The more emphasis you place on finding work you love, the more unhappy you become when you don’t love every minute of the work you have.
And yet, knowing this, something was still missing. If pursuing the promise of a passion is the wrong path to take, what course of action to take, then? What’s the right question to ask, if there even is one? Well, my lizard brain has lead me to this other word: Curiosity.
Jonathan Fields once said on one of his podcasts that the opposite of happiness isn’t sadness. Sadness is, for better and for worse, a natural part of life that we all should expect and learn how to deal with at times. He wisely mentioned the lack of curiosity as being the very opposite of happiness; the unwillingness to learn, to listen and discover what’s around us at every moment can be a slow, silent killer of empathy. Being in a curious state of mind makes us ask (silly) questions, experiment and tinker with the building blocks of life. And this is the state of mind that enables opportunity, allowing for passion to flow through without even being aware of it.

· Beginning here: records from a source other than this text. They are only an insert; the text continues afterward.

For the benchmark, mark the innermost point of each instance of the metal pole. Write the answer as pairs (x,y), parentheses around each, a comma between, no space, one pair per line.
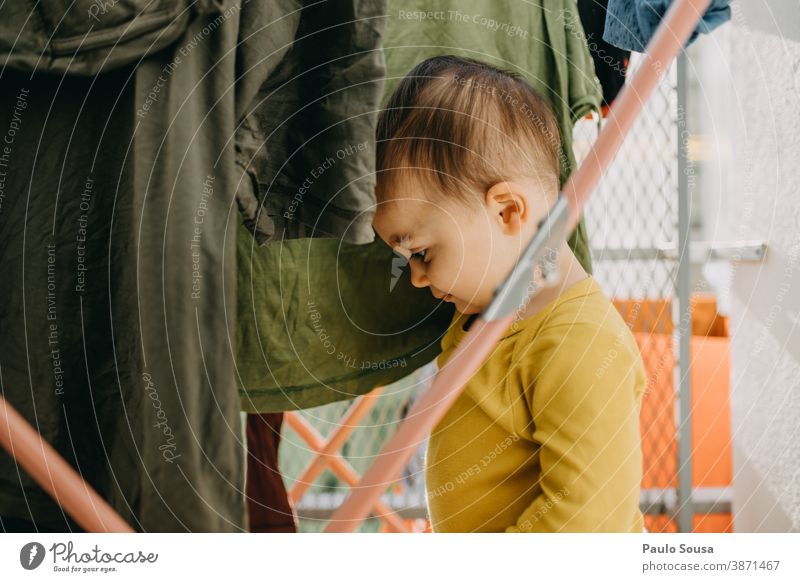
(685,506)
(678,23)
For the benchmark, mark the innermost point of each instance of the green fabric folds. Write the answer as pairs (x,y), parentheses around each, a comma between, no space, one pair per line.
(319,319)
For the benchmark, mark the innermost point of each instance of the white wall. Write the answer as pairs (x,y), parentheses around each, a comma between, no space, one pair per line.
(749,71)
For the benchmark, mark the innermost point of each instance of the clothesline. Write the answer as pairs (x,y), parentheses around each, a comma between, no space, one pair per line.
(678,23)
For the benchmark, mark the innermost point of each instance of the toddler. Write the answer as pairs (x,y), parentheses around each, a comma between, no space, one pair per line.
(545,436)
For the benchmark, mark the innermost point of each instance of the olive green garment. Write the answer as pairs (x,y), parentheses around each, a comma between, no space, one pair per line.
(118,219)
(322,320)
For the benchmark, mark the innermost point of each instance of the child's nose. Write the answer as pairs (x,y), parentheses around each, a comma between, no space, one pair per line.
(418,276)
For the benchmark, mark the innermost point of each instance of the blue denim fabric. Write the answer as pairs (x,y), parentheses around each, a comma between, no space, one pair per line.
(631,23)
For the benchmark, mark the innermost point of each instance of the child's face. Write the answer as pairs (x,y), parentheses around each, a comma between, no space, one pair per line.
(459,253)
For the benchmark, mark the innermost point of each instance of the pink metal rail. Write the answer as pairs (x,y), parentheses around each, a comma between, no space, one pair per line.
(678,23)
(92,513)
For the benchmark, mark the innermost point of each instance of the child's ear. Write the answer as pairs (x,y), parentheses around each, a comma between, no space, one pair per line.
(508,205)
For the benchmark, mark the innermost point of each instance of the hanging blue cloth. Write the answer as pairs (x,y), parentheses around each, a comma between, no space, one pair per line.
(631,23)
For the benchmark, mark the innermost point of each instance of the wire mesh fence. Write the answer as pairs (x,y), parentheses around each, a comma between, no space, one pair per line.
(632,224)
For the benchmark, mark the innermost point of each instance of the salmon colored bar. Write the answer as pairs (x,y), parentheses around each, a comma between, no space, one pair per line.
(678,23)
(55,475)
(342,469)
(346,425)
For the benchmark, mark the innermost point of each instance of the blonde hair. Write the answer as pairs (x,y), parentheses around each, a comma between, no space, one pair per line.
(457,126)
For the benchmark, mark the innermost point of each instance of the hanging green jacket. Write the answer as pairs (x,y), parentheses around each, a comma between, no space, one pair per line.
(321,319)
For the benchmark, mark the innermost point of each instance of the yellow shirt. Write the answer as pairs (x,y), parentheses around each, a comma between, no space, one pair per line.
(545,436)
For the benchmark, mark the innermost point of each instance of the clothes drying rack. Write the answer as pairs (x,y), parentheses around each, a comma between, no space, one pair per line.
(92,513)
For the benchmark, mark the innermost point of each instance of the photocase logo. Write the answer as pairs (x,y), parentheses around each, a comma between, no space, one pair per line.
(31,555)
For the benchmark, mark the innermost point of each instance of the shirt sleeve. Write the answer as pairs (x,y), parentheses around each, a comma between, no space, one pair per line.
(584,394)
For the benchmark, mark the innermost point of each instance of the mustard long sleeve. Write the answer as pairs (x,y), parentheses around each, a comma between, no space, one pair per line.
(545,436)
(585,411)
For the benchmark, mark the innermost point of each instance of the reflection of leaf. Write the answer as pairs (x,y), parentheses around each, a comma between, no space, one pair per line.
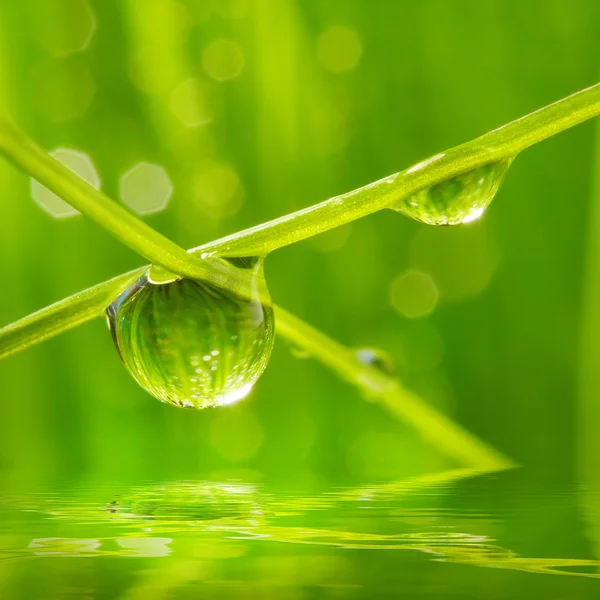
(217,521)
(64,546)
(145,546)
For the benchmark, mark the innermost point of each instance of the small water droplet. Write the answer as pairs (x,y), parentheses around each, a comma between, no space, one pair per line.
(377,358)
(160,332)
(460,199)
(299,352)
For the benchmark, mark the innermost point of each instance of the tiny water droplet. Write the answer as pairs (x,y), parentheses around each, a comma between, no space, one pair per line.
(299,352)
(161,330)
(377,358)
(460,199)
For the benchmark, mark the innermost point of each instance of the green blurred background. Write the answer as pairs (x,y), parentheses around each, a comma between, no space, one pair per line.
(256,108)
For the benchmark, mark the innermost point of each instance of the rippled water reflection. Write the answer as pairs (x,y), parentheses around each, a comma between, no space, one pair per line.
(437,536)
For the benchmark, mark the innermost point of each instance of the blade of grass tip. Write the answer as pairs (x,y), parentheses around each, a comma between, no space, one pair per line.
(63,315)
(588,419)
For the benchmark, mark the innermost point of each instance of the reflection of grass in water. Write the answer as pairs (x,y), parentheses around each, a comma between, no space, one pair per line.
(226,518)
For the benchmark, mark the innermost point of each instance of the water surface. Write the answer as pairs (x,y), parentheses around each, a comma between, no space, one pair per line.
(457,534)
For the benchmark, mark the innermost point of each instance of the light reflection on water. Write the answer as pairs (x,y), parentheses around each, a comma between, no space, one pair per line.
(227,532)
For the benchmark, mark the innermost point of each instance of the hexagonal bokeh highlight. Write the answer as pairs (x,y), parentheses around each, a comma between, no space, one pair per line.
(414,294)
(67,26)
(76,161)
(146,188)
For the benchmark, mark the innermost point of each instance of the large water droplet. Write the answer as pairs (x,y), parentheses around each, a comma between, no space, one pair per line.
(190,343)
(460,199)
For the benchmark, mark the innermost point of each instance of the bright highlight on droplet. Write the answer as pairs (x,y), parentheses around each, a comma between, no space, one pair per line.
(374,357)
(223,60)
(146,188)
(339,49)
(460,199)
(414,294)
(191,344)
(76,161)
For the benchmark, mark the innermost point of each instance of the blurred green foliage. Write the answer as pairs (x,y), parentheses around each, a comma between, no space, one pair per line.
(258,108)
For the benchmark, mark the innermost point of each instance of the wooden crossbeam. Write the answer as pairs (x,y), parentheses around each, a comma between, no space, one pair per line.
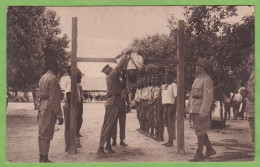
(160,61)
(113,60)
(91,59)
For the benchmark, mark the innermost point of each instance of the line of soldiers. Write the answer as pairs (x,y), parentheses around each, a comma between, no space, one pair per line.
(156,106)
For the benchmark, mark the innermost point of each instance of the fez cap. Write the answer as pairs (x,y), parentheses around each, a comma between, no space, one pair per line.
(104,68)
(204,63)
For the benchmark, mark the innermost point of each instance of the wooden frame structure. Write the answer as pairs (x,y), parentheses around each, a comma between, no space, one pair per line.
(180,84)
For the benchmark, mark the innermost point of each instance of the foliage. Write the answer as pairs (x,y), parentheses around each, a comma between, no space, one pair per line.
(226,45)
(32,35)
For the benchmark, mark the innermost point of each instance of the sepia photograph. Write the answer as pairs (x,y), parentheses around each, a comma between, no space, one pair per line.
(130,84)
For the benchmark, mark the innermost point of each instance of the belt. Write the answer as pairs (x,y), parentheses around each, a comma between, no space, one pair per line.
(197,97)
(44,98)
(110,95)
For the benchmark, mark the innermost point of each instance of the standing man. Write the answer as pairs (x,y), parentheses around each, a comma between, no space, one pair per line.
(157,107)
(122,121)
(67,110)
(151,107)
(49,108)
(199,104)
(250,106)
(113,104)
(138,103)
(169,94)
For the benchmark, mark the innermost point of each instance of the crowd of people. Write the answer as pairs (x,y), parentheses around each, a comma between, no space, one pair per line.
(155,101)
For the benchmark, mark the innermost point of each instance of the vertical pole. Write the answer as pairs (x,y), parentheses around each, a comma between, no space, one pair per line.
(180,89)
(73,102)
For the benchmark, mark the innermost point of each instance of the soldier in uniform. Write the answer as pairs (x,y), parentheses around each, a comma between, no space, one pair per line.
(113,105)
(159,109)
(169,94)
(142,106)
(199,104)
(122,121)
(49,108)
(145,106)
(157,101)
(138,103)
(67,110)
(151,107)
(250,106)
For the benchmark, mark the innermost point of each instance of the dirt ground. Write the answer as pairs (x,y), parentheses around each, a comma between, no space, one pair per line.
(232,143)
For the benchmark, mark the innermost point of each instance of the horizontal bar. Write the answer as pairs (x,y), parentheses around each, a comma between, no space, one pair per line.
(160,61)
(113,60)
(88,59)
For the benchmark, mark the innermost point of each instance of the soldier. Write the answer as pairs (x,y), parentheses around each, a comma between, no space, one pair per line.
(122,121)
(138,103)
(67,110)
(169,94)
(49,108)
(250,106)
(113,105)
(142,106)
(151,107)
(145,106)
(157,104)
(199,104)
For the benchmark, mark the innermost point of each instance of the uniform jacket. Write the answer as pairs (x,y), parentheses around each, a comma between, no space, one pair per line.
(156,92)
(137,95)
(169,93)
(250,106)
(145,93)
(150,94)
(201,97)
(49,92)
(113,84)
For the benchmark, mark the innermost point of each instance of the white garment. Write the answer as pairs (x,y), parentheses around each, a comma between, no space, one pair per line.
(145,93)
(169,93)
(137,95)
(156,93)
(68,89)
(237,97)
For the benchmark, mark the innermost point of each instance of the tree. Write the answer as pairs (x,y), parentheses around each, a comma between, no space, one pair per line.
(32,35)
(226,45)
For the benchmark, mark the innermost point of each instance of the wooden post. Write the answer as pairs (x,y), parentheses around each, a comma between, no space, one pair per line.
(180,89)
(73,102)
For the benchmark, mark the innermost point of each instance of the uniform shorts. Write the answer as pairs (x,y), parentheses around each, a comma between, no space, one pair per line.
(200,124)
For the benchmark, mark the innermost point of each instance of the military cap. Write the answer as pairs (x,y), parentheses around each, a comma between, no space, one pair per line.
(50,61)
(104,68)
(204,63)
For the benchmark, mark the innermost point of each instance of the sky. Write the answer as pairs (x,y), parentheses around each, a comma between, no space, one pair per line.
(105,31)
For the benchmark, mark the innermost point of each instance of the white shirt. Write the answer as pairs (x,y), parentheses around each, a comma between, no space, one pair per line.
(169,93)
(137,95)
(237,97)
(68,89)
(156,92)
(145,93)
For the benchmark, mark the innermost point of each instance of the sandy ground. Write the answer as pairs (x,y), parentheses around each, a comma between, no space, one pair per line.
(232,144)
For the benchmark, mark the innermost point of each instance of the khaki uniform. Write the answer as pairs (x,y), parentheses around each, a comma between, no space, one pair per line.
(142,107)
(67,113)
(49,109)
(151,109)
(250,106)
(200,101)
(157,104)
(169,94)
(138,104)
(122,120)
(114,103)
(145,108)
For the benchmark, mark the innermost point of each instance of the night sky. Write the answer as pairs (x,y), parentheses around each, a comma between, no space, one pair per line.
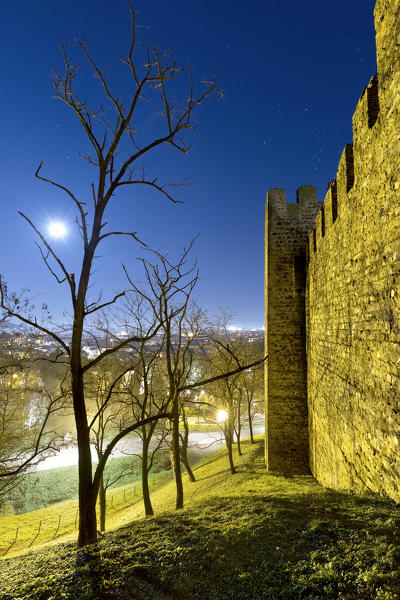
(292,74)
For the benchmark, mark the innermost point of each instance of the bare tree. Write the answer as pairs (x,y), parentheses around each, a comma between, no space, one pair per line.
(115,167)
(146,395)
(27,434)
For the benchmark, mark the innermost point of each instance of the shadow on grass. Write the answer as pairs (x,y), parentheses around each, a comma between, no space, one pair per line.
(306,546)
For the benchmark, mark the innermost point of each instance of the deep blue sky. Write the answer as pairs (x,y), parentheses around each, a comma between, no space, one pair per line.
(293,72)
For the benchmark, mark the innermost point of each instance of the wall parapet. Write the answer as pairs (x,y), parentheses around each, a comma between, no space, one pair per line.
(353,292)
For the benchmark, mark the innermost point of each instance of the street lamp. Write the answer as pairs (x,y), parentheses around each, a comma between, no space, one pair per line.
(222,415)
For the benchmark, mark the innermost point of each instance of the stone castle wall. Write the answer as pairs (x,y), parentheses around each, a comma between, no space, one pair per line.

Thinking back, when I was 13 and in school, I didn’t plan my play and recess time based on my passions… I did things because I was curious about them. So did you and just about everyone else. What changed, then?
Letting go of my Passion Driven Development mode has made me pursue the things I naturally know I’m curious about. Examples? Well, I now walk to work, because I’m curious about the mundane daily life around me. I’m also photographing more, not because I’m questioning whether or not I should make a career out of photography, but because I’m interested in experiencing the world through the lens again. I’m reading more about Stoicism and Buddhism knowing well that I won’t become a monk; accepting my curiosity about these topics is my green card to create the opportunity for them.
And as for passion itself? Phil Tippett, the mastermind behind the stop-motion animation on the first Star Wars and Jurassic Park movies, recently summarised his 40 year career by quoting Mark Z. Danielewski:
“Passion has little to do with euphoria and everything to do with patience. It is not about feeling good. It is about endurance. Like patience, passion comes from the same Latin root: pati. It does not mean to flow with exuberance. It means to suffer.”
Before being “hungry and foolish”, adding “curious” to this array of soul states is probably a good idea. Passion can wait, in the meantime please do whatever you feel most attracted to.